Write down vector equations of the lines AD and BC and find the position vector of the point of intersection.Points A,B,C,D in a plane have position vectors a = 6i + 8j, b = 3/2a, c = 6i + 3j, d =...
Write down vector equations of the lines AD and BC and find the position vector of the point of intersection.
The position vectors of points A,B,C,D are,
`hata = 6i+8j`
`hatb = 3/2a` ----> `hatb = 3/2(6i+8j) = 9i+12j`
`hatc = 6i+3j`
`hatd = 5/3c` -----> `hatd = 5/3(6i+3j) = 10i+5j`
Line AD is given by,
`r = a+t(d-a)`
`r = (6i+8j)+t((10i+5j)-(6i+8j))`
`r = (6i+8j)+t(4i-3j)`
`r = (6+4t)i+(8-3t)j`
Line BC is given by,
`p = b+s(c-b)`
`p = (9i+12j)+s((6i+3j)-(9i+12j))`
`p = (9i+12j)+s(-3i-9j)`
`P = (9i+12j)-s(3i+9j)`
`p = (9-3s)i+(12-9s)j`
Now if these two lines, intersect each other,
`(6+4t)i+(8-3t)j = (9-3s)i+(12-9s)j`
The two i, j components on either side must be equal to each other separately.
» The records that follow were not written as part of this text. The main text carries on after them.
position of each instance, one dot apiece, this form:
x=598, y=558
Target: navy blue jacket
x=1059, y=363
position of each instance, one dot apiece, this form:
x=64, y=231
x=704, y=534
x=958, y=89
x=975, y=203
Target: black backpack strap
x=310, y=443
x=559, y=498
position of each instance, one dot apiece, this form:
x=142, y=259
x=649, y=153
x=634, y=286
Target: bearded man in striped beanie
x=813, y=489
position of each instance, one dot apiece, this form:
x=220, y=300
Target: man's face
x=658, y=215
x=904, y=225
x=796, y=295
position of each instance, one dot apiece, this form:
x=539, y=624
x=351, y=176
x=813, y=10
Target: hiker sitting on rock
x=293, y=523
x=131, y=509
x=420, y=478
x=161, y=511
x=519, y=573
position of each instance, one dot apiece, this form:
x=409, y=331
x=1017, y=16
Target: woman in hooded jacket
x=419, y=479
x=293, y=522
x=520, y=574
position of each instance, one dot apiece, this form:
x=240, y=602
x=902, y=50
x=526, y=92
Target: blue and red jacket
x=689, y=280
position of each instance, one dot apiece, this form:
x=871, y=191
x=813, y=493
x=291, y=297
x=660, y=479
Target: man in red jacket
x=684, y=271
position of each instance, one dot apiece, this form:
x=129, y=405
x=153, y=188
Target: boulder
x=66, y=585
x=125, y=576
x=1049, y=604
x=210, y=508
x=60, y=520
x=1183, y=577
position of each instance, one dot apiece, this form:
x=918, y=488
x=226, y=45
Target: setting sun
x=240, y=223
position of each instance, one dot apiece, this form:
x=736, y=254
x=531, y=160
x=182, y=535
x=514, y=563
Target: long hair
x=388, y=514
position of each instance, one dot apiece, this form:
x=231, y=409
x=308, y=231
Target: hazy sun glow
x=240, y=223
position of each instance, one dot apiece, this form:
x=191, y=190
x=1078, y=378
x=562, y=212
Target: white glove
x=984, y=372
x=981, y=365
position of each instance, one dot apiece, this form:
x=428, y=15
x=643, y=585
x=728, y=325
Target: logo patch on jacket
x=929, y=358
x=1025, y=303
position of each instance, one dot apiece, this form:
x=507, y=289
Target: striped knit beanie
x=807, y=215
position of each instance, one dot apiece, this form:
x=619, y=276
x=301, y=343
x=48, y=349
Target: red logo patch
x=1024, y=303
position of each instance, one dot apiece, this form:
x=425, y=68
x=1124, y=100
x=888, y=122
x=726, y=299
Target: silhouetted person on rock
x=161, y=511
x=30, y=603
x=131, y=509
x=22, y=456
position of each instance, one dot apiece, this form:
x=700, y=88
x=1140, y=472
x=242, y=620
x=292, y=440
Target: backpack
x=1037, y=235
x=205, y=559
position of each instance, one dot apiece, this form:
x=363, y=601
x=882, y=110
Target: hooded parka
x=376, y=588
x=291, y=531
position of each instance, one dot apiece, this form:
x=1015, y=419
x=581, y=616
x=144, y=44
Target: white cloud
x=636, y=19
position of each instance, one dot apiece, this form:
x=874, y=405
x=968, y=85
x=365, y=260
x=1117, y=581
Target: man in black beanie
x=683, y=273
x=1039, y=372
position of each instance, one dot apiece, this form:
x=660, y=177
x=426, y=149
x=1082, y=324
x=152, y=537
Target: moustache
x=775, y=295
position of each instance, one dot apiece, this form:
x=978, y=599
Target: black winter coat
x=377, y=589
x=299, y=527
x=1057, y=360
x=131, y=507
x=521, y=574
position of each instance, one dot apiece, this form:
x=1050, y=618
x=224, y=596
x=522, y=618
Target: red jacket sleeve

`6+4t = 9-3s` and `8-3t = 12-9s`
This gives two equations to find t and s.
`4t+3s = 3` and `3t-9s = -4`
Solving these two equations you would get,
`t = 1/3` and `s = 5/9`
so the point of interesection can be found by substituting t value in AD line,
If the point of intersection is E,
`hate = (6+4(1/3))i+(8-3(1/3))j`
`hate = 22/3i+7j`
The point of intesection of AD and BC is (22/3)i+7j.